Supreme Court of Florida, Division B.
July 27, 1955.
Rehearing Denied September 15, 1955.
P. Donald DeHoff and Marie C. Broetzman, Jacksonville, for appellant.
John M. McNatt, Jacksonville, for appellee.
In her complaint the appellant alleged that she was requested by the appellee to go into appellee's home to keep under surveillance a workman who was inspecting "burglar bars" that had been recently installed. While the appellant was following the workman around they passed from the bedroom into the dining room. Because the difference in the levels of the floors in the two rooms was from "three and a half to four inches" the appellant stumbled, fell and was injured. It was averred that the rooms were in semi-darkness because the blinds were partly drawn and appellee "had not given [the appellant] permission" to raise them. The appellant charged that because of the dim light and the sameness of the color of the floors in both rooms, the difference in elevation was not obvious, and that her assumption that the place was safe and that no danger was to be apprehended, caused her downfall.
At the conclusion of the testimony introduced in behalf of the appellant, the court indicated that the motion of the appellee *139 for a directed verdict would be granted so the appellant took a nonsuit. This appeal followed.

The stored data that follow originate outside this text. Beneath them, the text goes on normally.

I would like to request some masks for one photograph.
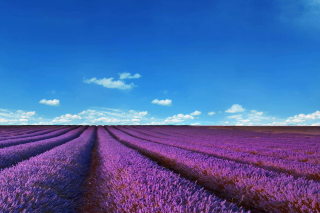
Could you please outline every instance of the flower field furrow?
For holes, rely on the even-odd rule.
[[[51,128],[52,129],[52,128]],[[25,135],[25,134],[29,134],[32,132],[38,132],[41,130],[45,130],[44,128],[19,128],[15,131],[13,130],[3,130],[0,132],[0,138],[5,138],[5,137],[16,137],[16,136],[20,136],[20,135]]]
[[[85,129],[86,127],[82,126],[54,138],[2,148],[0,149],[0,169],[10,167],[18,162],[73,140],[79,137]]]
[[[107,127],[119,141],[207,188],[267,212],[319,212],[320,183],[153,143]]]
[[[142,128],[151,130],[152,127],[144,126]],[[298,133],[268,133],[253,132],[245,130],[223,130],[208,128],[190,128],[188,126],[173,128],[153,128],[152,131],[161,132],[162,134],[170,134],[178,137],[191,137],[195,135],[198,139],[217,141],[223,138],[222,143],[226,144],[244,144],[254,145],[256,147],[268,148],[276,146],[282,150],[288,151],[313,151],[320,152],[320,135],[307,135]],[[320,133],[319,133],[320,134]]]
[[[244,212],[122,145],[103,127],[97,137],[100,160],[83,212]]]
[[[320,128],[245,128],[2,126],[0,212],[320,213]]]
[[[0,141],[0,148],[57,137],[57,136],[60,136],[60,135],[62,135],[64,133],[66,133],[66,132],[69,132],[70,130],[75,129],[75,128],[77,128],[77,127],[72,126],[72,127],[67,127],[67,128],[62,128],[62,129],[59,129],[59,130],[55,130],[53,132],[50,132],[50,133],[47,133],[47,134],[44,134],[44,135],[31,136],[31,137],[21,138],[21,139],[20,138],[16,138],[16,139],[3,140],[3,141]]]
[[[95,127],[0,172],[0,212],[77,212]]]
[[[250,142],[250,140],[242,139],[241,137],[231,137],[228,135],[224,135],[225,133],[218,134],[217,136],[212,136],[211,138],[201,139],[200,137],[201,134],[199,134],[200,132],[198,134],[194,134],[192,137],[189,137],[189,136],[186,136],[189,133],[186,131],[186,129],[181,128],[180,130],[181,130],[180,139],[183,139],[185,142],[189,142],[189,143],[196,143],[202,146],[228,149],[228,150],[233,150],[237,152],[246,152],[246,153],[261,155],[261,156],[276,157],[276,158],[297,161],[297,162],[308,162],[310,164],[320,164],[320,155],[319,155],[320,152],[317,153],[316,149],[312,149],[312,148],[304,149],[300,147],[299,152],[292,151],[292,149],[297,150],[298,148],[291,148],[291,150],[285,150],[283,148],[280,148],[279,146],[272,145],[269,141],[267,142],[260,141],[260,142],[252,143]],[[157,132],[159,132],[159,130],[157,130]],[[166,138],[170,136],[162,136],[162,137]],[[177,135],[175,135],[175,137],[177,137]],[[229,142],[226,142],[229,140],[228,138],[230,137],[232,138],[232,140]],[[242,141],[242,140],[247,140],[247,143],[245,143],[244,145],[241,145],[239,141]],[[261,144],[263,143],[267,144],[264,146],[269,148],[261,147],[262,146]],[[296,143],[301,144],[303,142],[299,141]],[[295,144],[290,144],[287,146],[296,147]],[[274,149],[271,147],[277,147],[277,149]]]
[[[308,179],[314,179],[317,181],[320,180],[320,166],[318,165],[303,163],[299,161],[293,162],[276,157],[254,155],[251,153],[236,152],[233,150],[215,147],[202,146],[198,145],[193,141],[185,141],[183,139],[178,138],[159,138],[157,134],[155,134],[156,136],[153,136],[153,132],[131,130],[131,128],[117,127],[117,129],[120,129],[121,131],[124,131],[130,134],[131,136],[144,140],[149,140],[155,143],[166,144],[178,148],[183,148],[189,151],[196,151],[212,155],[214,157],[236,161],[238,163],[252,164],[254,166],[261,167],[271,171],[285,172],[296,177],[305,176]],[[251,151],[255,151],[255,148],[251,147]]]
[[[38,135],[43,135],[43,134],[47,134],[50,132],[53,132],[55,130],[58,129],[62,129],[65,127],[58,127],[58,128],[51,128],[51,129],[38,129],[37,131],[28,131],[28,132],[24,132],[24,134],[19,134],[19,135],[15,135],[15,136],[10,136],[10,137],[1,137],[0,140],[6,140],[6,139],[16,139],[16,138],[25,138],[25,137],[31,137],[31,136],[38,136]]]

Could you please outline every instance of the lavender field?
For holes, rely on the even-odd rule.
[[[320,212],[319,127],[2,126],[0,212]]]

From the appellant's own testimony it appears that the mishap occurred at nine-thirty in the morning. She had been watching the workman as he went to various places in the house and performed his duties without the aid of any artificial light. Evidently she was following the workman at the very time she stepped through French doors and fell. There was evidence that although the floors of the two rooms were the same color, the dining room which appellant was entering was partly covered by a rug, and extending from that rug to the sill where she stumbled was a small rug of different design, so her ability to see the disparity in floor levels could not have been affected by the sameness of the color of the floors in the rooms of exit and entry.

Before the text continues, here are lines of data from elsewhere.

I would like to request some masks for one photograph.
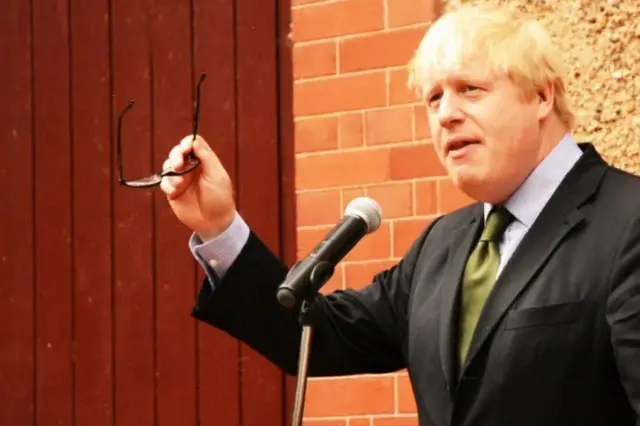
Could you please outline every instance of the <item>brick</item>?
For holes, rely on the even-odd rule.
[[[295,151],[314,152],[338,147],[336,117],[305,118],[295,121]]]
[[[373,281],[375,274],[391,268],[397,262],[393,260],[376,260],[365,263],[345,263],[344,285],[348,288],[360,289]]]
[[[304,4],[320,3],[327,0],[292,0],[291,6],[296,7]]]
[[[385,183],[367,188],[367,196],[380,204],[386,219],[411,216],[413,213],[413,187],[411,182]]]
[[[387,101],[384,71],[296,81],[293,92],[295,117],[375,108]]]
[[[433,22],[440,13],[439,0],[387,0],[389,26]]]
[[[398,406],[396,407],[397,413],[402,414],[415,414],[418,412],[416,407],[416,400],[411,387],[411,381],[407,374],[398,375],[396,381],[397,389],[396,395],[398,396]]]
[[[367,111],[364,120],[366,145],[413,140],[413,108],[410,106]]]
[[[348,426],[371,426],[371,419],[349,419]]]
[[[293,40],[317,40],[384,28],[384,0],[338,0],[295,8]]]
[[[431,144],[394,147],[390,154],[392,180],[443,176],[445,169]]]
[[[419,101],[417,94],[409,89],[407,68],[389,70],[389,105],[402,105]]]
[[[294,78],[336,74],[336,42],[294,44],[292,59]]]
[[[342,217],[340,190],[300,192],[296,199],[298,226],[333,225]]]
[[[335,152],[296,158],[296,189],[331,188],[389,180],[389,150]]]
[[[304,419],[304,426],[348,426],[347,420]]]
[[[331,226],[297,229],[297,259],[308,255],[311,250],[329,233]]]
[[[435,180],[423,180],[416,185],[416,214],[419,216],[438,213],[438,189]]]
[[[393,256],[404,256],[411,244],[415,242],[432,221],[433,219],[428,218],[395,221],[393,223]]]
[[[383,222],[373,234],[365,235],[345,257],[345,262],[388,259],[391,256],[391,227]]]
[[[361,112],[342,114],[338,118],[338,146],[354,148],[364,144],[364,116]]]
[[[414,137],[416,140],[428,139],[431,137],[427,108],[424,105],[413,106],[413,123],[415,129]]]
[[[419,426],[417,417],[381,417],[373,419],[373,426]]]
[[[393,381],[392,376],[309,380],[305,417],[393,413]]]
[[[340,72],[406,65],[418,48],[424,28],[406,28],[340,40]],[[373,53],[375,52],[375,53]]]
[[[462,192],[450,179],[438,180],[438,211],[449,213],[472,204],[474,200]]]

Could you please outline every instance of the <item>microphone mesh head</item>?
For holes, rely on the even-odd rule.
[[[377,202],[369,197],[358,197],[351,200],[344,210],[344,214],[362,218],[367,223],[367,233],[375,231],[382,223],[382,209]]]

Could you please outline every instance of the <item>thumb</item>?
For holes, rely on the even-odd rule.
[[[202,162],[203,171],[207,175],[212,176],[219,172],[220,167],[222,167],[220,159],[203,138],[196,136],[192,147],[196,157]]]

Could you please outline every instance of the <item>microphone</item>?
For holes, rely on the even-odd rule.
[[[335,266],[365,235],[380,227],[382,213],[368,197],[352,200],[344,216],[311,253],[296,262],[278,287],[280,304],[293,308],[299,301],[310,301],[331,278]]]

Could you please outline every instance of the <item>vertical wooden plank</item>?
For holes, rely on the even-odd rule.
[[[31,6],[0,13],[0,424],[34,421]],[[9,160],[10,159],[10,160]]]
[[[239,205],[251,227],[280,251],[276,8],[237,3]],[[275,297],[275,294],[273,295]],[[242,425],[282,425],[283,373],[242,345]]]
[[[153,1],[154,164],[191,132],[193,70],[189,0]],[[154,192],[156,212],[157,423],[194,425],[196,399],[195,260],[189,231]]]
[[[207,72],[202,87],[199,133],[209,142],[235,185],[234,3],[194,0],[194,78]],[[198,267],[196,291],[204,274]],[[201,426],[240,425],[239,342],[198,324],[198,408]]]
[[[280,151],[280,256],[287,265],[296,261],[295,144],[293,126],[293,52],[291,0],[277,0],[278,146]],[[284,378],[284,424],[293,419],[296,380]]]
[[[34,22],[36,424],[73,424],[69,6],[37,0]]]
[[[132,179],[153,173],[157,166],[151,146],[149,11],[141,1],[112,0],[111,6],[114,129],[124,106],[130,99],[136,102],[125,116],[122,132],[125,178]],[[117,185],[113,195],[114,424],[152,426],[156,414],[152,192]]]
[[[71,1],[75,424],[113,424],[108,0]]]
[[[280,255],[284,262],[296,261],[296,192],[295,145],[293,125],[293,62],[291,28],[291,0],[277,0],[277,96],[278,147],[280,158]]]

From the appellant's own testimony and the evidence introduced while she was testifying it is plain that there was sufficient light for her safely to make her way, and that there was no reason for her being deceived by the sameness of the color of the floors in the two rooms. And besides, the workman she was watching served as a pilot as she wended her way through the house. In all these circumstances we conclude that appellant's right to recovery is reduced to the lone fact that the appellee sent her into a home where there was a difference in floor levels of the two rooms and that failure to inform her of that condition amounted to negligence. We cannot adopt this view.

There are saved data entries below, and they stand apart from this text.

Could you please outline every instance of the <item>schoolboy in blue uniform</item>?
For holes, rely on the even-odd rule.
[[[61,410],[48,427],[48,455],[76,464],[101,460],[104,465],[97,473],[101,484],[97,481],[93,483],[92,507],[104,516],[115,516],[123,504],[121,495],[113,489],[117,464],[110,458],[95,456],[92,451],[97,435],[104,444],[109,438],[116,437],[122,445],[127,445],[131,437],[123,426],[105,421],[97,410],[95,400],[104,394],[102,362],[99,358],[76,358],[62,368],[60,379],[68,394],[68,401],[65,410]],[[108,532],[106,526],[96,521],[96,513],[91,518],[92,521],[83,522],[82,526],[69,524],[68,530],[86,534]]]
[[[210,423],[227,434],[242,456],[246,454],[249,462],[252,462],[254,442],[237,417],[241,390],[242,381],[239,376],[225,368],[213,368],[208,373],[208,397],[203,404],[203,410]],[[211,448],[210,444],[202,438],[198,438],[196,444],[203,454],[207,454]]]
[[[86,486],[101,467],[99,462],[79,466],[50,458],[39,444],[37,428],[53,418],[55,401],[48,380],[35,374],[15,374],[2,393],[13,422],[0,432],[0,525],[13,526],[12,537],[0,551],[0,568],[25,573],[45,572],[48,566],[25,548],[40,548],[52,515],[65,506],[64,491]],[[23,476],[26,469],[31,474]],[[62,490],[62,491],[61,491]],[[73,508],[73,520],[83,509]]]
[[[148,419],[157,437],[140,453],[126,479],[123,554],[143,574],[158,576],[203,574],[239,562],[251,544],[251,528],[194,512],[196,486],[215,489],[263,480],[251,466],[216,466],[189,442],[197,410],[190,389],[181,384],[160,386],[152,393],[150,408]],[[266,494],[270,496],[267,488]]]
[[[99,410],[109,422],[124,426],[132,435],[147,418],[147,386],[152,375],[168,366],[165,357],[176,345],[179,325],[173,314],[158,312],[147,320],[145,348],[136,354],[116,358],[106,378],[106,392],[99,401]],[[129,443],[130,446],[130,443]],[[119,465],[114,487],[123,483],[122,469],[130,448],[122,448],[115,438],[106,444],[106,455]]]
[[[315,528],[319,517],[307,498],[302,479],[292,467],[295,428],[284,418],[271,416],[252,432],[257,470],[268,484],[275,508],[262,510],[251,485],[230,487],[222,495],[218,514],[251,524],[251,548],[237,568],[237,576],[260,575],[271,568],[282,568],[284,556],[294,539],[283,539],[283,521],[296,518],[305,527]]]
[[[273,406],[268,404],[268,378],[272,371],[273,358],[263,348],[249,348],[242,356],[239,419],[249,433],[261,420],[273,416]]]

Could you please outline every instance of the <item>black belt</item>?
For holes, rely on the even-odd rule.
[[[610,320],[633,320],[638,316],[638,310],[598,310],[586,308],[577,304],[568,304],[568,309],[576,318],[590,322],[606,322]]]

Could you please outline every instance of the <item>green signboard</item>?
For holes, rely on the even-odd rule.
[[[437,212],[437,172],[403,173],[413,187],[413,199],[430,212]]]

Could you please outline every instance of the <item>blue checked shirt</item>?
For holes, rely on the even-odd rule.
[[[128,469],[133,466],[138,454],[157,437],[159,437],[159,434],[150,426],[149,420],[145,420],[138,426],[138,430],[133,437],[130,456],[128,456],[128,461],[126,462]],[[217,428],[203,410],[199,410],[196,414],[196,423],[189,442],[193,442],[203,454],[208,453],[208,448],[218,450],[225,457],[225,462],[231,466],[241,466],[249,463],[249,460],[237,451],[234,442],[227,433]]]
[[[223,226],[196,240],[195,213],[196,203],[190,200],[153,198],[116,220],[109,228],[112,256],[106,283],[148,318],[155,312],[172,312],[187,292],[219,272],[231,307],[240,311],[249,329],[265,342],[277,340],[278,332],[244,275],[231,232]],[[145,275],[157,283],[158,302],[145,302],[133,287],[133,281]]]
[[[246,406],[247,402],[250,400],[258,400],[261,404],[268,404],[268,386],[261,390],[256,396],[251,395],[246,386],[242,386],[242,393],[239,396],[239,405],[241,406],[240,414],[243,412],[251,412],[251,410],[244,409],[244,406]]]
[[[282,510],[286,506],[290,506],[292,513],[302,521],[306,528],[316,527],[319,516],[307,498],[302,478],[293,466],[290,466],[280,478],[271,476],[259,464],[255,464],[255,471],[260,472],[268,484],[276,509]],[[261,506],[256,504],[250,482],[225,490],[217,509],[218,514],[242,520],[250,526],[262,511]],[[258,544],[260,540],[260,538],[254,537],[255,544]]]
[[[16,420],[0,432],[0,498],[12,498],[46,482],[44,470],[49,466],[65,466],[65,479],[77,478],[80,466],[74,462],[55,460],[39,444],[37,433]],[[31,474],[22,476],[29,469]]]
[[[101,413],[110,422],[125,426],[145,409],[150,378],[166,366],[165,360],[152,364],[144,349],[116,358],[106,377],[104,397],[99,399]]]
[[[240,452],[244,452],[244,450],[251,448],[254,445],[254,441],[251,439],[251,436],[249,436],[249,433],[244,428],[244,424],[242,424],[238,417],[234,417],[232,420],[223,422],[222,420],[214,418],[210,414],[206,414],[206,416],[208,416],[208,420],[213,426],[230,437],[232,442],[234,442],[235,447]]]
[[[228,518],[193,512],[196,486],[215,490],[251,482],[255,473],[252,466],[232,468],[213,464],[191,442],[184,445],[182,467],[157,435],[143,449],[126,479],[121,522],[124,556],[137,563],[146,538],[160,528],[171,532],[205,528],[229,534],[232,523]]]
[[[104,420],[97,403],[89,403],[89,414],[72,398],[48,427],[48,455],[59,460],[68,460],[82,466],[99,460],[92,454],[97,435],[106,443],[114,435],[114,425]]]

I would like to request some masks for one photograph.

We said in Bowles v. Elkes Pontiac Co., Fla., 63 So. 2d 769, 772, that an allegation "that the color of the platform drop-off and floor of the showroom was the same and this fact, coupled with the 3 inch drop-off, made a situation dangerous, contains no merit." And in the opinion the court observed that it is "a matter of general knowledge that there are multiple steps in * * * business establishments * * * with the same color as that of the floor." In that case we applied the rule that the person injured had the duty to use ordinary care for his own safety and "to look * * * where he [was] going." Of like effect was our decision in Matson v. Tip Top Grocery Co., Inc., 151 Fla. 247, 9 So. 2d 366. We observed that a difference in floor levels does not of itself constitute failure to use due care for the safety of a person invited to the premises and there is no duty to issue warning of such condition when it is obvious and not inherently dangerous.
We hold that there is no reason to apply a stricter rule to accidents caused by differences in floor levels in a private home. That type of construction is common and no one entering a home can assume that the floors of all rooms in the same story have the same level, blindly travel on the presumption, disregard his own safety, stumble, fall, and recover.
The judgment is
DREW, C.J., and HOBSON and THORNAL, JJ., concur.